Summary & Purpose

The self-assembled active layer morphology strongly affects the performance of organic electronic devices. In this work, we present the development of an optimized OPLS-UA force-field for the benchmark donor polymer poly(3 -hexylthiophene). With this model, we perform molecular dynamic simulations to predict the self-assembled morphology at a variety of processing conditions - a total of ∼ 350 unique state points. We find that our optimized P3HT model is able to produce the most accurate structural predictions for self-assembled morphologies (as compared to experimental grazing incident X-ray scattering experiments) to-date, despite several assumptions in the interest of computational efficiency. In particular, we consider short oligomer chains, omit electrostatic contributions, treat the solvent implicitly, and equilibrate our systems at initially low thin-film densities. Our structural calculations predict that the highest degrees of order are obtained at low temperatures with good solvents.

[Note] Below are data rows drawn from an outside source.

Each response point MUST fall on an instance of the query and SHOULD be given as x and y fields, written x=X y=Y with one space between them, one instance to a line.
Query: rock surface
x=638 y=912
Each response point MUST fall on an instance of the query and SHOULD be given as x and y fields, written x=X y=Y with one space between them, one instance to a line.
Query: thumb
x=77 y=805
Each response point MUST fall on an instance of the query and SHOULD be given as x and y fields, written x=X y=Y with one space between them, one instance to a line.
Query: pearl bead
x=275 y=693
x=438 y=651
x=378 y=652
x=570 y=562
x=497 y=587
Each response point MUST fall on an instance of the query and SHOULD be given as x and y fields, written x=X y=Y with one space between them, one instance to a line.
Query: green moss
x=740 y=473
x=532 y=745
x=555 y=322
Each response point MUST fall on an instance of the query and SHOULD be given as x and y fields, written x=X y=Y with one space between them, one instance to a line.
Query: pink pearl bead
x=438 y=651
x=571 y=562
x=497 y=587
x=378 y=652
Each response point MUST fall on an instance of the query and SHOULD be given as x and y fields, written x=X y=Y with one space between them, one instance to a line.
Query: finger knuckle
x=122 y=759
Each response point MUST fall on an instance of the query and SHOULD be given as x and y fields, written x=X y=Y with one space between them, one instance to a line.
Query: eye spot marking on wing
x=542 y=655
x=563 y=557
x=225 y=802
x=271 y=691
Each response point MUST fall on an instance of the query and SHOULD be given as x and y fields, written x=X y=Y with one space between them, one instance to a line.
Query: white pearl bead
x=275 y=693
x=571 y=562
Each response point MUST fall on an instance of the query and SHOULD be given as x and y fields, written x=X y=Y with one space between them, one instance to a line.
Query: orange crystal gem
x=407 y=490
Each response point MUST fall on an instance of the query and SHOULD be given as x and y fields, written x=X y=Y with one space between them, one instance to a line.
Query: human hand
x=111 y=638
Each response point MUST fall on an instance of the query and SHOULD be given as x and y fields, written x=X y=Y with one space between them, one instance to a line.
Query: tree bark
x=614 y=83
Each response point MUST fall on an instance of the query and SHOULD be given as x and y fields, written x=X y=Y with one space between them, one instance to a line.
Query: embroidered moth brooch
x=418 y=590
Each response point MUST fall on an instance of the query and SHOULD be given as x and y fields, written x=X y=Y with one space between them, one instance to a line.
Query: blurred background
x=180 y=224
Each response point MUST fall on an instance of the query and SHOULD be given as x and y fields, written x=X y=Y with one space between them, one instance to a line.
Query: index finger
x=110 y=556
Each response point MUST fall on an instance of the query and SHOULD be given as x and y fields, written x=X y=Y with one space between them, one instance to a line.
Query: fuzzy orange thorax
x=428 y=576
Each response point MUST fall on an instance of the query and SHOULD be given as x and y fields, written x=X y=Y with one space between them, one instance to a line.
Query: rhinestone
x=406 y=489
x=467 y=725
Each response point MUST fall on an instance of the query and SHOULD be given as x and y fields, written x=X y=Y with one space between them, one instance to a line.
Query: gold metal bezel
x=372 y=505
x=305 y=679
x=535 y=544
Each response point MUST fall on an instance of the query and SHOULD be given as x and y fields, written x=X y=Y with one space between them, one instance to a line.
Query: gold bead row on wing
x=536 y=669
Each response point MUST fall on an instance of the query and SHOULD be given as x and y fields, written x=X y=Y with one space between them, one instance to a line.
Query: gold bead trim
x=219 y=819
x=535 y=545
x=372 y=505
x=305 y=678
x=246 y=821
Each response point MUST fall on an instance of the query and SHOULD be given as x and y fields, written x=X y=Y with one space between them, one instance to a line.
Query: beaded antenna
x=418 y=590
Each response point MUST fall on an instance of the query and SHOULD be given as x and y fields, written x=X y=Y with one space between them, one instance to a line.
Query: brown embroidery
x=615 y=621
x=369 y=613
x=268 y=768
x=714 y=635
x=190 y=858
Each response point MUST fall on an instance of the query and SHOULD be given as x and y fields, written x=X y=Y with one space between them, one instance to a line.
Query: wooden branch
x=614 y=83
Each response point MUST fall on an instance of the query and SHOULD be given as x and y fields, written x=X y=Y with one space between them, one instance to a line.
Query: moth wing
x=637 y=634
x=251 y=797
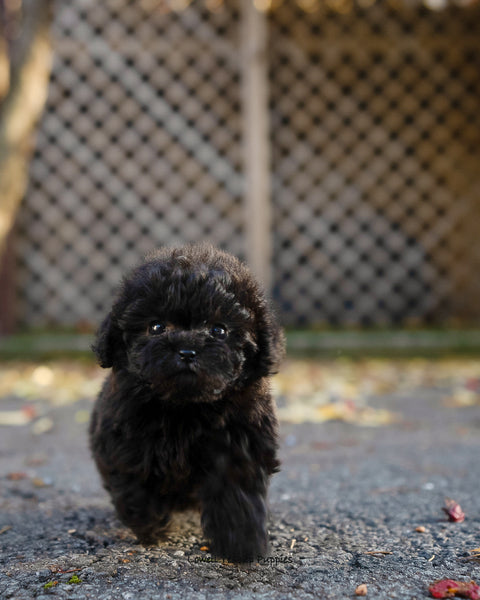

Date of Publication or Submission

9-14-2018

DOI

https://doi.org/10.18122/cme_lab/4/boisestate

Funding Citation

This work used the Extreme Science and Engineering Discovery Environment (XSEDE), which is supported by National Science Foundation grant number ACI-1053575. This material is based upon work supported by the National Science Foundation under Grant No. (1229709).

Single Dataset or Series?

Single Dataset

Data Attributes

Each folder represents a molecular dynamics simulation. Within the folder is the final frame of the simulation ("restart.xml") and the python script used to run the file (00####.py). In pertinent folders there are log files with catalog the simulation state, e.g. energy and temperature, for each molecular dynamics timestep. Also in some folders there out files which track the performance of the simulation over wall-clock time (00####.o).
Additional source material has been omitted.